En Côte d’Ivoire, des lanceurs d’alerte politisés

Profitant d’un internet bon marché et d’une caporalisation des médias publics par les gouvernants, les lanceurs d’alerte ont aujourd’hui un impact réel sur les populations en Côte d’Ivoire. Mais la plupart d’entre eux sont manipulés et leurs sources d’informations ne sont jamais indépendantes, encore moins leurs cibles jamais choisies au hasard.

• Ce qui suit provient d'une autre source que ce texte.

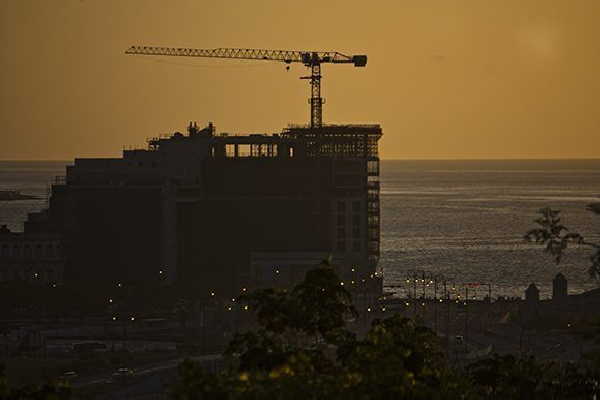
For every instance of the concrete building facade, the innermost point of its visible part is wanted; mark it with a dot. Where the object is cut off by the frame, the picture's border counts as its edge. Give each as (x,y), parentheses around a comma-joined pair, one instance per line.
(203,207)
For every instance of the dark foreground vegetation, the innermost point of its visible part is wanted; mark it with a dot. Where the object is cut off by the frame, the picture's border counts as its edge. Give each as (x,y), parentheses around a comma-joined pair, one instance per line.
(301,348)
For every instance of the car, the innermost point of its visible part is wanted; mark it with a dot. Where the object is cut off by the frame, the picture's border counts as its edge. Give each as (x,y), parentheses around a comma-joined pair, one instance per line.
(69,375)
(123,373)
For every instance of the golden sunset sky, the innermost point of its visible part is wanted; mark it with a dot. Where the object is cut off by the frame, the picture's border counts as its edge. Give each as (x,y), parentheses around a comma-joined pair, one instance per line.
(446,79)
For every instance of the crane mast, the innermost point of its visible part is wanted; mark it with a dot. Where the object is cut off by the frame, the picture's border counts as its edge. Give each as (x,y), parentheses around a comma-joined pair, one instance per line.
(311,59)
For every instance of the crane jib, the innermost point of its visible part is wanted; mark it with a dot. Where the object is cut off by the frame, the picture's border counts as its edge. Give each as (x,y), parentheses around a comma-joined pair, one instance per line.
(311,59)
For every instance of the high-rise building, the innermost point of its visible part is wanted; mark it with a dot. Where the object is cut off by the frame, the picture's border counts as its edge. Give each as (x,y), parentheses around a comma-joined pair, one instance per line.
(220,212)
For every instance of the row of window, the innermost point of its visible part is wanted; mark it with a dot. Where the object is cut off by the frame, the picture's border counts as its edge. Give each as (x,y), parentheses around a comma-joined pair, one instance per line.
(341,245)
(30,250)
(341,207)
(355,228)
(42,275)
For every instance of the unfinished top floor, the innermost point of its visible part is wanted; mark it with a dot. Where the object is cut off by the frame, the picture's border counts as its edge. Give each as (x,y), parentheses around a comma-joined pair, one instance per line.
(180,157)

Correspondance à Abidjan, Bati Abouè

En Côte d’Ivoire, les lanceurs d’alerte ne sont pas des informateurs neutres. Certains travaillent en effet directement pour le gouvernement et sont généralement des militants ou des sympathisants du Rassemblement des houphouëtistes pour la démocratie et la paix (RHDP), le parti au pouvoir. D’autres sont carrément fichés comme des activistes opposants reconnus dont les alertes visent à déstabiliser le président sortant et obtenir un changement de régime.

Cette situation a poussé le gouvernement ivoirien à durcir la répression des infractions commises sur internet. La loi sur la cybercriminalité vise particulièrement les escroqueries en ligne ainsi que les menaces d’attaques d’ampleur. Mais elle vise aussi toute déclaration à caractère insurrectionnel, ce qui a souvent servi de prétexte au gouvernement pour porter atteinte à la liberté d’expression dans le pays.

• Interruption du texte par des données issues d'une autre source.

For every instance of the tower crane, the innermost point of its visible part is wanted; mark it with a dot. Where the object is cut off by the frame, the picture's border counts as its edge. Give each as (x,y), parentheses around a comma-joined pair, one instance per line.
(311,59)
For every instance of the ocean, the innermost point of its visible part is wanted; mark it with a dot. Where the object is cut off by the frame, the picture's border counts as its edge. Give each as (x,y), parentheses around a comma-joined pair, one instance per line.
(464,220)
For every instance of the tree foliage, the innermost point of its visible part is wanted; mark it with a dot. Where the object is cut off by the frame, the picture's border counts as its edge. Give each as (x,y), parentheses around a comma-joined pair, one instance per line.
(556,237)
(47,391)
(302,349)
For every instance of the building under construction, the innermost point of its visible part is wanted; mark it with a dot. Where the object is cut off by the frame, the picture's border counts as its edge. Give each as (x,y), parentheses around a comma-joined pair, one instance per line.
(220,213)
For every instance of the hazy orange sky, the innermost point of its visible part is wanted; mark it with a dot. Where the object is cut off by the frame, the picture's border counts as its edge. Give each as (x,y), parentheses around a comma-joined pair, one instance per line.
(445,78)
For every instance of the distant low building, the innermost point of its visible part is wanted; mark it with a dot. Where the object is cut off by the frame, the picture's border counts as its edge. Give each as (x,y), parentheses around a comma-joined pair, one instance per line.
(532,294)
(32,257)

La traque des infractions en ligne

La création de la Plateforme de lutte contre la cybercriminalité (PLCC) permet en effet de traquer toutes sortes de trafics en ligne mais aussi les actes qui portent atteinte à la dignité d’une personne. A ce titre, elle reçoit de plus en plus de plaintes de citoyens anonymes ou des personnes publiques. L’une des dernières personnalités publiques à avoir eu recours à elle est le président du Congrès panafricain pour la justice et l’égalité des peuples (Cojep). Accusé d’avoir reçu de l’argent de la présidence ivoirienne, Blé Goudé a porté plainte contre l’auteur de la déclaration, Cissé Seint, un lanceur d’alerte plutôt proche de Guillaume Soro, l’ex-chef de la rébellion et ancien Premier ministre d’Alassane Ouattara.

Avant Blé Goudé, Simone Gbagbo, l’ex-épouse de Laurent Gbagbo et ancienne Première de dame de Côte d’Ivoire avait fini par avoir la peau de sa détractrice la plus acharnée, Arlette Zaté, une autre lanceuse d’alerte proche de Laurent Gbagbo grâce à cette plateforme. Cette dame d’une cinquantaine d’années passait son temps à l’injurier sur les réseaux sociaux. La PLCC a également réussi à mettre sous le verrou un autre lanceur d’alerte connu sous le nom de Peter 07, un ancien gendarme qui a déserté l’armée durant la crise postélectorale et dont le nom à l’état-civil est Pierre Assalé Niangoran.

Des activistes défendant des lignes politiques

Lui et d’autres auraient tenu des propos portant atteinte à la sûreté de l’Etat, a estimé le gouvernement en relisant ses différents propos tenus sur les réseaux sociaux. Mais l’Etat a également ses propres lanceurs d’alerte qui sont en réalité des activistes proches de son régime. Ces derniers cachent leurs positions politiques mais passent leur temps à afficher les réalisations du gouvernement et à faire de la propagande pour le régime, en comparant lesdites réalisations à celles existant en Europe. Parfois, ces activistes n’attendent pas la réalisation de l’ouvrage et postent les photos de chantier en cours de réalisation accompagnées de commentaires dithyrambiques.

Mais il y a aussi ceux qui ont un rôle de spadassin et dont le travail est de croiser le fer avec les acteurs de l’opposition. Le plus connu d’entre eux s’appelle Johnny Patecho, un ancien gendarme ivoirien qui cache son vrai nom Christ Koukougnon sous ce pseudonyme. Il s’est donné le droit de déconstruire les personnalités publiques sur les réseaux sociaux. En raison de ses succès, il a finalement été recruté par le régime. Depuis, il s’attaque désormais à Laurent Gbagbo, l’ex-président ivoirien dont il défendit autrefois le régime en tant que gendarme avant de retourner sa veste.

Johnny Patcheco a pour contrepoids Chris Yapi, un autre lanceur d’alerte perçu aujourd’hui comme un activiste proche de Guillaume Soro. Il signe toujours ces posts de la même façon « Chris Yapi ne ment pas » qui est la seule façon de donner du crédit à des informations pour la plupart invraisemblables.

Les lanceurs d’alerte servent aussi à casser les manifestations sociales qui sont défavorables au gouvernement. Pour ce faire, ils dépeignent les revendications des grévistes comme maximalistes ou comme celles de personnes manipulées par l’opposition.